Is there something wrong with my estimation strategy at large? I have seen some of the things Jeff Arnold has written about state space modeling in STAN (here) and I know that these models are usually sampled via multimove Gibbs, but is putting a Kalman filter/smoother in STAN a viable approach?
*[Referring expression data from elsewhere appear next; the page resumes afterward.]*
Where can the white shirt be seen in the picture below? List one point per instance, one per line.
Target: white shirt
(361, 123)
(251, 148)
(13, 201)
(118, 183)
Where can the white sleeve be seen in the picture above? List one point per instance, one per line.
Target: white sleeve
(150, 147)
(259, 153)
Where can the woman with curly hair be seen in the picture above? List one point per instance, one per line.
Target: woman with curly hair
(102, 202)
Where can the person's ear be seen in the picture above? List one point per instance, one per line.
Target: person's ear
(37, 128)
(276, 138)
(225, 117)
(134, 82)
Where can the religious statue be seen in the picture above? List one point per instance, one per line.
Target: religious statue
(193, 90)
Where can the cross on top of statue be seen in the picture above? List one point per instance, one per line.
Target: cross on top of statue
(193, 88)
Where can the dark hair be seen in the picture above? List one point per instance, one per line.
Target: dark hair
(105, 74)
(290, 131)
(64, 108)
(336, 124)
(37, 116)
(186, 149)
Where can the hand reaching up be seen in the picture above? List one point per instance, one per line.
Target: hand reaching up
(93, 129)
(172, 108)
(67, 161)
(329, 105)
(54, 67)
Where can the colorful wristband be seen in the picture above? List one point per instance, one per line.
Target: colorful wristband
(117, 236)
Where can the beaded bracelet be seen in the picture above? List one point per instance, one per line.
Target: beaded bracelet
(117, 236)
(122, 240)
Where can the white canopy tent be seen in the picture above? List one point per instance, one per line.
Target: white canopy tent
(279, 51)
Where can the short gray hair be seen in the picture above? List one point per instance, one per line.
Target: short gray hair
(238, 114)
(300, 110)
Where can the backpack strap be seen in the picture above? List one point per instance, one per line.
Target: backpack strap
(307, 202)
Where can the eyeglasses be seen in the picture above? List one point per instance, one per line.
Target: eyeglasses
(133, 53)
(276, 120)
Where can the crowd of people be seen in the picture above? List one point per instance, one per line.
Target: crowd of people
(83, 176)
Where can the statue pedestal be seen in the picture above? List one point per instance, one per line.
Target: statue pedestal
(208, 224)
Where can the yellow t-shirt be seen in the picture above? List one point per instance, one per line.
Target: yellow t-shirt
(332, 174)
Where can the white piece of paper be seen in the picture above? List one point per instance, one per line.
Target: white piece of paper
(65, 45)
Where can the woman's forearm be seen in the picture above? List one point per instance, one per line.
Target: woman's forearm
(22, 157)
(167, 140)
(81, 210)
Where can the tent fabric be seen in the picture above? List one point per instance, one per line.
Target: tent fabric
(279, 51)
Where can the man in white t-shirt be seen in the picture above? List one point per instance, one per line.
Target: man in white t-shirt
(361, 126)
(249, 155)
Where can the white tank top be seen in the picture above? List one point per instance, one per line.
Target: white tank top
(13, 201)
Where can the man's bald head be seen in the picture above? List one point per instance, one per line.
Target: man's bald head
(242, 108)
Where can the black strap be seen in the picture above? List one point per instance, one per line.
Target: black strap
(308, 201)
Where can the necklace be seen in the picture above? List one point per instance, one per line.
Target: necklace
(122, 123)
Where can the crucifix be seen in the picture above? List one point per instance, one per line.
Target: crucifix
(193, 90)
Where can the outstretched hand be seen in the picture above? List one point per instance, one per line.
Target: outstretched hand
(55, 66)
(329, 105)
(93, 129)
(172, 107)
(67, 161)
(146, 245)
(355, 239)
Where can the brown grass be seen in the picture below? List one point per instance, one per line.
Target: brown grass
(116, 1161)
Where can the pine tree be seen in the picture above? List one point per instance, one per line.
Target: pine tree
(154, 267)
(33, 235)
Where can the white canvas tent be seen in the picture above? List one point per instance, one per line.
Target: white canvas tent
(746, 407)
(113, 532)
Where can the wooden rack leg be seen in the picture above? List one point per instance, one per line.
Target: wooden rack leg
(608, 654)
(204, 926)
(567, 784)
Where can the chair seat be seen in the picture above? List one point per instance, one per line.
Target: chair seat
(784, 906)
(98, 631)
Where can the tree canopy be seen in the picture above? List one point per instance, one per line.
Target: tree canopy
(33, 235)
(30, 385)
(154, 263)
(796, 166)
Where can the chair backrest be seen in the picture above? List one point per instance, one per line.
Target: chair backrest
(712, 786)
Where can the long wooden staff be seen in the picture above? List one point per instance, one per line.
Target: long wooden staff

I wasn’t really sure what to do with the functions that he implemented in the blog either, but I have a feeling that is down to my unfamiliarity with STAN. Here’s the code of the model I have so far:

```
data {
int<lower=1> dY; //Dimension of yields
int<lower=1> T; //Number of observations
int<lower=1> dF; //Dimension of the factors (3)
matrix[T,dY] yields; //Yields data
vector[dF] init_F; // initial F, determined by OLS
vector<lower=0>[dY] taus; //Array of values for tau maturity points (in months)
real<lower=0> lambda; //factor loading parameter
//Prior params
real<lower=0> sigmay_alpha; //alpha parameter for sigmay invgamma
real<lower=0> sigmay_beta; //beta parameter for sigmay invgamma
real<lower=0> sigmay_scale; //scaling for the draws from sigmay
//Prior params for the factor VAR parameters
real xiF_mean;
real<lower=0>xiF_std;
real muF_mean;
real<lower=0> muF_std;
}
parameters {
matrix[T,dF] F; //factors
vector<lower=0>[dY] sigmay; //measurement errors
vector<lower=-1, upper=1>[dF] xiF; //factor evolution matrix (diagonal)
vector[dF] muF; //factor evolution trend
array[dF] vector<lower=0>[T-2] sigmaf_std; //unscaled draws
array[dF] real<lower=-1, upper=1>phi; //array of autoregressive params
array[dF] real<lower=0> sigma; //array of scaling params
array[dF] real mu_sf; //trend of stochastic vol
array[dF] real sigmaf_init; //initial value for stochastic vols
}
transformed parameters {
matrix[T-1, dF] delta_F;
for (t in 2:T)
{
//Model the differences as per Bob Carpenter's comment in earlier discussion of latent models
delta_F[t-1] = transpose(F[t]' - muF - diag_matrix(xiF)*F[t-1]');
};
//Essentially follows the process outlined in the reference guide except for the initial value
array[dF] vector[T-1] sigmaf;
for (i in 1:dF)
{
sigmaf[i] = append_row(log(sigmaf_init[i]), sigmaf_std[i] * sigma[i]);
}
for (t in 2:T-1)
{
for (i in 1:dF)
{
sigmaf[i][t] += phi[i] * (sigmaf[i][t-1] - mu_sf[i]) + mu_sf[i];
}
}
}
model {
//PRIORS//
xiF ~ normal(xiF_mean, xiF_std);
muF ~ normal(muF_mean, muF_std);
sigmay ~ inv_gamma(sigmay_alpha, sigmay_beta*sigmay_scale);
sigmaf_init ~ inv_gamma(3,1);
for (i in 1:dF)
{
sigmaf_std[i] ~ std_normal();
phi[i] ~ normal(0.95,0.1);
sigma[i] ~ weibull(1,1);
mu_sf[i] ~ normal(0,0.1);
}
F[1] ~ normal(init_F, 0.1);
//END PRIORS//
//DATA//
for (t in 1:T-1)
{
for (i in 1:dF)
{
delta_F[t,i] ~ normal(0, exp(sigmaf[i][t]/2));
}
}
matrix[dY, dF] PhiV;
for (i in 1:dY) {
real t = taus[i];
PhiV[i,1] = 1;
PhiV[i,2] = (1-exp(-t*lambda))/(t*lambda);
PhiV[i,3] = (1-exp(-t*lambda))/(t*lambda) - exp(-t*lambda);
}
for (t in 1:T)
{
yields[t] ~ normal(PhiV*F[t]', sigmay);
}
//END DATA//
}
```

I am calling this model via cmdstanpy 1.2.0, cmdstan 2.33.1, on Debian 12 with the following prior specification

```
stan_data = {}
stan_data["sigmay_alpha"] = 101
stan_data["sigmay_beta"] = 510
stan_data["sigmay_scale"] = 10**(-2)
stan_data["xiF_mean"] = 0.99
stan_data["xiF_std"] = 0.25
stan_data["muF_mean"] = 0
stan_data["muF_std"] = 1
stan_data["lambda"] = 0.0609
stan_data["taus"] = np.arange(1,16)*12
stan_data["yields"] = period1
stan_data["dY"] = period1.shape[1] #just the number of yields
stan_data["T"] = period1.shape[0] #equivalent to T
stan_data["dF"] = 3
#Determine initial factor vector
first_obs = period1[0,:]
PhiV = np.ones((len(first_obs), stan_data["dF"]))
l = 0.0609
for i in range(stan_data["dY"]):
t = stan_data["taus"][i]
PhiV[i,1] = (1-np.exp(-t*l))/(t*l)
PhiV[i,2] = (1-np.exp(-t*l))/(t*l) - np.exp(-t*l)
xtx = np.linalg.inv(np.matmul(PhiV.T, PhiV))
xty = np.matmul(PhiV.T, first_obs)
stan_data["init_F"] = np.matmul(xtx, xty)
```

I’ve also attached a sample of the data I am attempting to fit. Any suggestions on the model (not just about how to remedy the issues with stochastic vol) are very welcome; I am new to STAN and Bayesian modeling more broadly but am really enjoying learning everything I can!